On the overtime issue, your employer may or may not be in violation of the law. It depends on exactly what kind of work you do. If you are considered to be an agricultural worker, then you are not entitled to collect overtime pay. An "agricultural worker" is broadly defined, not only as a farmer or farm laborer, but as anyone who is involved in the production, cultivation, growing, and harvesting of horticultural commodities such as plants, says Dan Field, an attorney with Morgan, Brown & Joy LLP.
Greenhouse workers who care for plants and flowers - whether they are cultivated on-site or elsewhere - are exempt from overtime. On the other hand, greenhouse workers who sell the plants or other agricultural products like fertilizer and soil are eligible for overtime pay.
If your job responsibilities would make you eligible for overtime compensation, remember that overtime is based on the total number of hours that you work in a week, not the hours that you work in any given day. Employers are not required to pay overtime until the employee works more than 40 hours in a work week. It is legal for an employer to ask - in fact, to even require - that employees work 10-12 hour days, says Field.
Whether your employer is required to pay employees' unemployment insurance when there are layoffs depends on the total number of employees. Greenhouses with more than 10 employees are required to pay unemployment.

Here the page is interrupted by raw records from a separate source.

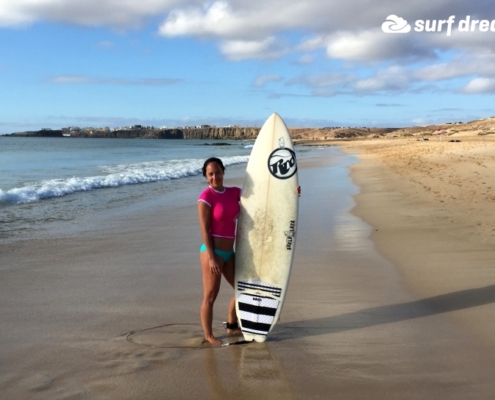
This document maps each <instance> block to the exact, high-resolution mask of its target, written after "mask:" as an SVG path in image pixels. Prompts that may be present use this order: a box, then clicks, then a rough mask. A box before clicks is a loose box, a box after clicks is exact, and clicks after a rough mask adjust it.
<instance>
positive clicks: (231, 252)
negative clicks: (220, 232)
mask: <svg viewBox="0 0 495 400" xmlns="http://www.w3.org/2000/svg"><path fill="white" fill-rule="evenodd" d="M203 251H206V245H205V244H204V243H203V244H202V245H201V247H200V248H199V252H200V253H202V252H203ZM213 252H214V253H215V254H216V255H219V256H220V257H221V258H222V260H223V262H227V261H228V260H229V258H230V257H232V254H234V250H233V249H232V250H229V251H225V250H218V249H213Z"/></svg>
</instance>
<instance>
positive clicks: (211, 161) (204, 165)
mask: <svg viewBox="0 0 495 400" xmlns="http://www.w3.org/2000/svg"><path fill="white" fill-rule="evenodd" d="M212 162H216V163H217V164H218V165H220V168H222V171H223V172H225V167H224V166H223V162H222V160H220V159H219V158H216V157H211V158H209V159H208V160H206V161H205V163H204V164H203V176H204V177H206V167H207V166H208V164H210V163H212Z"/></svg>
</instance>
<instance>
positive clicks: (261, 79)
mask: <svg viewBox="0 0 495 400" xmlns="http://www.w3.org/2000/svg"><path fill="white" fill-rule="evenodd" d="M281 80H282V77H281V76H280V75H261V76H258V77H257V78H256V79H255V81H254V83H253V86H254V87H258V88H262V87H265V86H266V84H267V83H270V82H279V81H281Z"/></svg>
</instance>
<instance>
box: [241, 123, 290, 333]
mask: <svg viewBox="0 0 495 400" xmlns="http://www.w3.org/2000/svg"><path fill="white" fill-rule="evenodd" d="M297 186H298V178H297V162H296V155H295V153H294V147H293V144H292V140H291V137H290V135H289V131H288V130H287V127H286V126H285V123H284V121H283V120H282V118H280V116H279V115H278V114H272V115H271V116H270V118H268V120H267V121H266V122H265V124H264V125H263V127H262V128H261V131H260V133H259V134H258V137H257V139H256V141H255V143H254V146H253V149H252V151H251V157H250V159H249V162H248V165H247V168H246V177H245V180H244V185H243V187H242V196H241V212H240V215H239V220H238V223H237V240H236V267H235V297H236V310H237V317H238V319H239V324H240V327H241V330H242V333H243V335H244V339H245V340H249V341H252V340H255V341H257V342H264V341H265V340H266V336H267V335H268V333H269V332H270V331H271V330H272V329H273V327H274V326H275V324H276V323H277V321H278V319H279V316H280V312H281V311H282V306H283V304H284V299H285V295H286V293H287V286H288V283H289V277H290V271H291V267H292V260H293V256H294V246H295V239H296V231H297V214H298V204H299V196H298V193H297Z"/></svg>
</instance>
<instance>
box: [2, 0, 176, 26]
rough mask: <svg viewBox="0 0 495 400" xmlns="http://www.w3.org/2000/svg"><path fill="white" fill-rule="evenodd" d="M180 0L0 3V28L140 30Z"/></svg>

If you believe that your employer is in violation of the law on this, you can choose to "drop a dime" and report the employer to the Department of Unemployment Assistance. The main Boston office is located in the Charles F. Hurley Building, 19 Staniford St., Boston, 617-626-6560. The department operates other offices throughout the state.
Under Massachusetts law, employers are required to provide an uninterrupted 30-minute unpaid meal break after each six hours of work. During this break, employees must be relieved of all responsibilities and are even allowed to leave the premises if they want to.
Employers are not required by law to offer any additional breaks, such as coffee or smoke breaks.
Your employer clearly violated the law by asking about your medical procedure, especially as you did not ask for any time off and did not ask for or need a work accommodation. An employer can request information about an employee's health condition or a medical procedure when the employee asks for a work accommodation or certain kinds of leave, including leave under the Family Medical Leave Act, says Field.
Either the Massachusetts Commission Against Discrimination or the Equal Employment Opportunity Commission or both might be interested in hearing about this experience with your employer, especially if you are terminated. To file a complaint, visit their Boston (617-994-6000) or Springfield (508-799-8010) offices in person and meet with an intake worker. For more information, go to their website at mass.gov/mcad. You don't need to file a claim with both the MCAD and the EEOC but you may. The website for the EEOC is eeoc.gov.
As far as talking with co-workers on the job, this is one of those "gray" areas. Use good judgment and don't talk excessively while at work. When an employee's excessive talking interferes with work performance, it is not illegal for the employer to request the employee stop talking and return to work. Companies have been found in violation of the National Labor Relations Act if they institute policies prohibiting employees from talking with one another, says Field.